3. Enabling more expensive optimizations in the JIT through the identification of
a specific encoding of static properties as annotations. We wish to conduct
practical experiments in real-world tools. Therefore, we will do work
with STMicroelectronics's virtual machine for .NET, and IBM's Jikes RVM for Java.
An in-depth study of each environment is needed before being able to define a
generic annotation scheme to represent multiple program versions, to identify the most
promising optimizations (including program transformations as well as
system-level optimizations, e.g., garbage collection, thread scheduling and lock
management), and to capture the associated predictive model in a compact form. We
will also measure the impact on each tool's optimization chain to quantify the expected
performance benefits.
Research cluster
Requested: € 15500 Granted: € 15500
Requested: € 3000 Granted: € 3000
This project brings together a strong grouping of individual from industry
and academia. The focus of the funding is on substantial research visits
Two researchers at STMicroelectronics will spend a
total of 1 month at INRIA and Edinburgh.
We also request ask one 3-month (6 months maximum) industrial
fellowship, in the AST department of STMicroelectronics. This
fellowship is necessary to guarantee the effectiveness of our research
proposals in practical embedded systems, and to experiment with the
.NET virtual machine.
Finally, we wish to fund 3 cluster meetings for the participants (one every 4
months), preferably in conjunction with other HiPEAC events.

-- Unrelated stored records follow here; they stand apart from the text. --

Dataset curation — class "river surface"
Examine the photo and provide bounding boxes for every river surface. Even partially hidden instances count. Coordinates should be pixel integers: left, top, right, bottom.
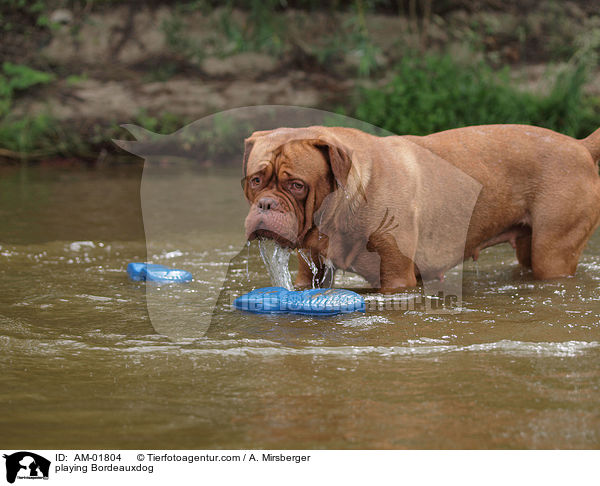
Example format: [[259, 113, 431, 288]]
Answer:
[[0, 165, 600, 449]]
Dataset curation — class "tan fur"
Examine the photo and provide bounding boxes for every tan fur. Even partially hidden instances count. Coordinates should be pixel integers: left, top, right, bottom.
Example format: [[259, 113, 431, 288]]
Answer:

Cost : 4 people traveling * 3 meetings * 500 euros = 7000 euros (500
euros is averaged on the effective costs and savings from collocated
meetings).
Cost : standard internship cost for STMicroelectronics and/or HiPEAC.
Total Funding Requested : 12500 euros + internship of 3000 euros.
Requested: 12 month(s) Granted: 0 month(s), starting on: Sat, September 30, 2006
John Cavazos U. of Edinburgh
Mike O'Boyle U. of Edinburgh
Marco Cornero STMicroelectronics
Erven Rohou STMicroelectronics
Grigori Fursin INRIA Futurs
Albert Cohen INRIA Futurs
Olivier Temam INRIA Futurs
Piotr Lesnicki INRIA Futurs
Stefano Crespi Reghizzi Politecnico di Milano
Giampado Agosta Politecnico di Milano
This cluster welcomes other members interested in long-term compiler
construction issues related with dynamic compilation for embedded systems.